Мы едва могли отвечать. Сказалась страшная усталость от непрерывного напряжения, испытанного в последние сутки. Бойцы ложились тут же, на камнях мостовой, мгновенно засыпали.
Командир черногорцев Тодор Радович, все в том же поношенном мундире, красиво облегавшем его высокую фигуру, легкой поступью приблизился ко мне и, тряхнув густой волнистой шевелюрой, дружески поздоровался.
— И в счастье и в несчастье мы вместе! Привет русскому человеку!
Я пожал его тонкую, сухощавую руку.
— Новости-то какие, а?
Он усадил меня на ступеньках подъезда полуразрушенного дома.
— Ваши русские — просто молодцы!
— А в чем дело? — встрепенулся я.
— Не волнуйся, расскажу. Нам, как видишь, пришлось нарушить приказ командира корпуса Поповича, — неожиданно тихо сообщил Радович и, заметив, что я открыл рот, лукаво засмеялся. — Только уговор — не перебивать!
— Ну-ну! — торопил я.
— Когда мы услышали про советскую миссию, то оставили свои исходные рубежи. Бойцы называли их «безысходными». Пошли на Коницу. Как видишь, захватили город. А удержать его было трудно. Это мы понимали. Наш комиссар уехал за помощью, вас искать. Тут-то и началось. Русская радиостанция из Дрвара передала нам, чтобы мы разложили ночью на окраине Коницы костры в виде прямоугольника. Начальник ОЗНА Громбац возражал, говорил, что это привлечет авиацию противника. Но я все-таки приказал на риск разжечь костры. И представь себе, в полночь прилетели ваши самолеты. Сбросили на парашютах как раз то, что нам нужно, в чем мы больше всего нуждаемся, чего нам не дают ни англичане, ни американцы, — противотанковые ружья и зенитные крупнокалиберные пулеметы. Теперь мы можем бороться и с танками и с самолетами. И еще, что очень важно, — нам сбросили медикаменты.
— Дай я тебя расцелую, друже Тодор! — воскликнул я вне себя от радости. — Значит, ночью я действительно слышал гул самолетов, прилетавших из Советского Союза.
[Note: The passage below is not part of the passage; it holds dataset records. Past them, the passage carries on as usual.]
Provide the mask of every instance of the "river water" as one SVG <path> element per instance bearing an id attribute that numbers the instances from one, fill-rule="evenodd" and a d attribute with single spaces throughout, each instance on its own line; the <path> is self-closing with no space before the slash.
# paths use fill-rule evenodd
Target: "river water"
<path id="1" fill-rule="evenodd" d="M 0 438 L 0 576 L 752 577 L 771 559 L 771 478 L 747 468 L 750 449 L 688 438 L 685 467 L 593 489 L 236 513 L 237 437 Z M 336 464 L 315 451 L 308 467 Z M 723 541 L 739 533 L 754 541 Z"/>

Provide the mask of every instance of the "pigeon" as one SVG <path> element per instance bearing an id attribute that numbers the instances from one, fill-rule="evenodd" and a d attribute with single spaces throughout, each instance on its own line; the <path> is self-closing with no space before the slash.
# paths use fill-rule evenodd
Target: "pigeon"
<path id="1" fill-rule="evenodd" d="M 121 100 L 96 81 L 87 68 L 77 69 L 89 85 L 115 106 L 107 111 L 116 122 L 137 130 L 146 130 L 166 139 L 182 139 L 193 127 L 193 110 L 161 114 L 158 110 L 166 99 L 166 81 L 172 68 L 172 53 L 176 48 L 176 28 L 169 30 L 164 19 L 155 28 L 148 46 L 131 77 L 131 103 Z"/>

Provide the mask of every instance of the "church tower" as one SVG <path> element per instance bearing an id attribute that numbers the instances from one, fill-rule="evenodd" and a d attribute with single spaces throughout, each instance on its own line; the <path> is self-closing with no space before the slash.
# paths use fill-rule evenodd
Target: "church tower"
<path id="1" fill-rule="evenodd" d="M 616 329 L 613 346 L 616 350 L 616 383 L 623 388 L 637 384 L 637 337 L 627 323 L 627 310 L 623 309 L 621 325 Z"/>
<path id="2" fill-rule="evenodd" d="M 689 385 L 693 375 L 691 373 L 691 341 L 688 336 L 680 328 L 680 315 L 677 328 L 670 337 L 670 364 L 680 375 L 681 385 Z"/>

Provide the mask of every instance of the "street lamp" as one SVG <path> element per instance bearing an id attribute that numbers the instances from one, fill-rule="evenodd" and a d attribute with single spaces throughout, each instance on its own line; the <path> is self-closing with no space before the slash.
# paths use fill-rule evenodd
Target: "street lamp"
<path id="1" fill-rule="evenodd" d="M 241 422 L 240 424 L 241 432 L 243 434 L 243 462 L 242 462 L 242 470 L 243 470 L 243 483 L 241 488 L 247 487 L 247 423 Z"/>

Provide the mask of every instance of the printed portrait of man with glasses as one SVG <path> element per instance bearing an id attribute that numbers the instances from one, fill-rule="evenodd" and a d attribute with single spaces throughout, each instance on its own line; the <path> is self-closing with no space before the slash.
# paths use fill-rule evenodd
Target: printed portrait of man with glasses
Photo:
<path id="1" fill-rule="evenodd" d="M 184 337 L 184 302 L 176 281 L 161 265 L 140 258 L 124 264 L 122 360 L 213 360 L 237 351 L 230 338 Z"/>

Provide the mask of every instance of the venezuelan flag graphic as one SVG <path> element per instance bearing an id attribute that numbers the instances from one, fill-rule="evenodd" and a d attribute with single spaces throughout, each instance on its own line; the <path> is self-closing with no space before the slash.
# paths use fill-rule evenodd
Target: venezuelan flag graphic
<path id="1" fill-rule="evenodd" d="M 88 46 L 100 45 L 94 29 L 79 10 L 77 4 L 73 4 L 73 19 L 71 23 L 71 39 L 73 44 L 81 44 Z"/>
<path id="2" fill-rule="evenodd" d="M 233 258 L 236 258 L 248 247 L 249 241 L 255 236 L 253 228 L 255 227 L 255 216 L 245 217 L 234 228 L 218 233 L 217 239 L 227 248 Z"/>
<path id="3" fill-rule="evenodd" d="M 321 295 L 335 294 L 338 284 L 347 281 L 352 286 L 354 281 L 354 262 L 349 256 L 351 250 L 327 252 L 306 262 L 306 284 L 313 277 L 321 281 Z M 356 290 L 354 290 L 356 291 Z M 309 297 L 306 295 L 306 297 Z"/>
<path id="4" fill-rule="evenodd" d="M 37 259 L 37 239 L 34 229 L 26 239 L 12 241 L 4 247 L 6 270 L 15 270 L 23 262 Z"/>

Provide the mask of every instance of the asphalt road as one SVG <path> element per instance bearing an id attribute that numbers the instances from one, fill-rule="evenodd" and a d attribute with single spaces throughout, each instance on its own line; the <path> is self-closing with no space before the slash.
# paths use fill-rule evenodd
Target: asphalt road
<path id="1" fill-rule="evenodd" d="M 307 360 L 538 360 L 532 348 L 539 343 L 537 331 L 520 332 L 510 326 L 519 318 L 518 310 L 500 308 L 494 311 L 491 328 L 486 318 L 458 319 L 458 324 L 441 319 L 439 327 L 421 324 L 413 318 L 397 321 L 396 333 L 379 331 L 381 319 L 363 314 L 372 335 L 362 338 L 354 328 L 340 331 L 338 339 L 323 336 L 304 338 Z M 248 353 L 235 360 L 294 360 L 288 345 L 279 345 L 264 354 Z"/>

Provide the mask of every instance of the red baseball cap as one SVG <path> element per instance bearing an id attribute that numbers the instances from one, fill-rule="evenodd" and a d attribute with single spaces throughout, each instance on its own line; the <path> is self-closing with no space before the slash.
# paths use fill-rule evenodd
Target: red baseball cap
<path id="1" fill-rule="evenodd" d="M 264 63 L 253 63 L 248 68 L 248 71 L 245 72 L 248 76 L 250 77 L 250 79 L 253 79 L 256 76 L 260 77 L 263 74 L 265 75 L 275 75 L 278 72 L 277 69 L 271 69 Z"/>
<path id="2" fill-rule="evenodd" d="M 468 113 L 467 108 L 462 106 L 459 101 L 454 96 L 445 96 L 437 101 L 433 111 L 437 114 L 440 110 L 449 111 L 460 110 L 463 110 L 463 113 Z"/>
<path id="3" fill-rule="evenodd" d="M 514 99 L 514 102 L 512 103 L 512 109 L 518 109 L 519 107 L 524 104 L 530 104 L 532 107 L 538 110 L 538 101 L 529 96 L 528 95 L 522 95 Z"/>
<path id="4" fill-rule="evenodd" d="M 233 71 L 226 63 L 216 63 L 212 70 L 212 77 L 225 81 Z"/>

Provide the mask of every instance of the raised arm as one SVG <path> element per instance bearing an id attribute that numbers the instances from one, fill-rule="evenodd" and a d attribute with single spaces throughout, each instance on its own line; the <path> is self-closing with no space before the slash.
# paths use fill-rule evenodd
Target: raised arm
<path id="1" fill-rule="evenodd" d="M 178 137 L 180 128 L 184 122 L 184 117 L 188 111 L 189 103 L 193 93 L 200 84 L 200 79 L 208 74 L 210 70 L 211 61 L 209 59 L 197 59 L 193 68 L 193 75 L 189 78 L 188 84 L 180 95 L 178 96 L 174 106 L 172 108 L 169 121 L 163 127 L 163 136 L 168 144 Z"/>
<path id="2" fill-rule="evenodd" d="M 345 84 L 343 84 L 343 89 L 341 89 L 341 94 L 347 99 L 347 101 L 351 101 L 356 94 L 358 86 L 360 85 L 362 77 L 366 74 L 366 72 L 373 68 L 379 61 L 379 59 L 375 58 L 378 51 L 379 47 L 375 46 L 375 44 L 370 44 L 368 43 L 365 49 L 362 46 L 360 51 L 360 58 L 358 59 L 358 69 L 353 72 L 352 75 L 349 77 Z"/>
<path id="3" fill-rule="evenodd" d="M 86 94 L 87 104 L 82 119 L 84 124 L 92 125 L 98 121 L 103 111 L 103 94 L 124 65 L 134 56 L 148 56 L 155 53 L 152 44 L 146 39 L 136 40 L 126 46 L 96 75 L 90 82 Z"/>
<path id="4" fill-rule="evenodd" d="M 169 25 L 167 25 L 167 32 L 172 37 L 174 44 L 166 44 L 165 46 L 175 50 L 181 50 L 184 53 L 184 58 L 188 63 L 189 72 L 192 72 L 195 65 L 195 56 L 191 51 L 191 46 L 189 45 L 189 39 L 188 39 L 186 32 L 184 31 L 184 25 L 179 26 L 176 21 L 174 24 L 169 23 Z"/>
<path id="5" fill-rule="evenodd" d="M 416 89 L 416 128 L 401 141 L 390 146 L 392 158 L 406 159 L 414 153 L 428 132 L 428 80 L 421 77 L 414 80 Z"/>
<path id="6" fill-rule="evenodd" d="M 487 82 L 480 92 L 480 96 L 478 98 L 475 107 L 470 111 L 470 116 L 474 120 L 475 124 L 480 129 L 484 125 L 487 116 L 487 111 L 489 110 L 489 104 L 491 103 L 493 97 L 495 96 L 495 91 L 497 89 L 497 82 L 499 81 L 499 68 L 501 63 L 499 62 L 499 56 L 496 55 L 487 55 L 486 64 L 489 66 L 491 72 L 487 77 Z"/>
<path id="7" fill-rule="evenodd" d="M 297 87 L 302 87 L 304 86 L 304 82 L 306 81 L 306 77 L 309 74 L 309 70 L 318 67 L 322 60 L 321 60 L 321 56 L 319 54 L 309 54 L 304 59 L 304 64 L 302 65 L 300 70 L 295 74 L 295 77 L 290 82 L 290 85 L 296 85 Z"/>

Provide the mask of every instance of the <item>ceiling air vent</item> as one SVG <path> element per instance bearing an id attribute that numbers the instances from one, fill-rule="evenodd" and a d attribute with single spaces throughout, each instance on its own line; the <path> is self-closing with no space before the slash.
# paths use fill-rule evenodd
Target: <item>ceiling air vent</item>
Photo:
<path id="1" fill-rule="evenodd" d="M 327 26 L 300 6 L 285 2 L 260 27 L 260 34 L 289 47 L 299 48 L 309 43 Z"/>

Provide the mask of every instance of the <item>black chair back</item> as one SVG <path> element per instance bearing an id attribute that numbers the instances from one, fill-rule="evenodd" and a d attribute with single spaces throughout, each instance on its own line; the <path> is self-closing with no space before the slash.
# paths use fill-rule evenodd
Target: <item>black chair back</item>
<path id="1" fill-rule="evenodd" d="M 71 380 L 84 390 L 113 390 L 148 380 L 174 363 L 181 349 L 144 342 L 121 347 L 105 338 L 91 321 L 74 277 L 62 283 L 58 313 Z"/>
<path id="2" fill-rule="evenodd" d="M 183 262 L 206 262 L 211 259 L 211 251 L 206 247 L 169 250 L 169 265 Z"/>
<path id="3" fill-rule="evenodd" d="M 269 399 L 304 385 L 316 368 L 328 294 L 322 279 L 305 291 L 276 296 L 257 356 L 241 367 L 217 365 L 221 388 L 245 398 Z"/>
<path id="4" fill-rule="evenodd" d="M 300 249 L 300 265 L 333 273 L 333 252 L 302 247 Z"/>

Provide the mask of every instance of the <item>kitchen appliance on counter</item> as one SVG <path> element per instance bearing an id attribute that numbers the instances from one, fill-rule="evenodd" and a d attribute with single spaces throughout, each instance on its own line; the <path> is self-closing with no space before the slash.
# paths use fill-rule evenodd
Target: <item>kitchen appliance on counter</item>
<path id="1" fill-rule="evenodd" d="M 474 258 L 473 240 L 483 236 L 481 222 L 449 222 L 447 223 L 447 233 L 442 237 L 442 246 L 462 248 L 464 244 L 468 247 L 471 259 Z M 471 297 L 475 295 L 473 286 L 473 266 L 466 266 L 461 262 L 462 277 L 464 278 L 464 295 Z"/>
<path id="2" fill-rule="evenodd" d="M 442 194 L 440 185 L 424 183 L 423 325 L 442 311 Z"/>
— Ну, ну, меня-то за что? А в общем я не прочь. По-русски. Троекратно.
Мы расцеловались.
— Вот видишь, друже, что значит искренняя помощь, — продолжал Радович. — Ваши базы где-то на Украине, за тысячу километров отсюда. А вот сумели же летчики прилететь.
— И много было самолетов? — спросил я.
— Восемь или десять. Они шли один за другим, через каждые две-три минуты. Если б ты видел, друже, как они точно сбрасывали груз на наш прямоугольник. Как будто клали в закром. Бросали с высоты не более полутора тысяч метров, и не боялись. А ведь в этом районе есть горы свыше двух тысяч метров.
Трудно передать, какое я испытывал счастье. Счастье и огромный подъем. Словно мне самому передалась частица силы моей Родины. Я как бы ощутил прикосновение ее могущественных и заботливых рук, протянувшихся к нам сюда, на берег Неретвы.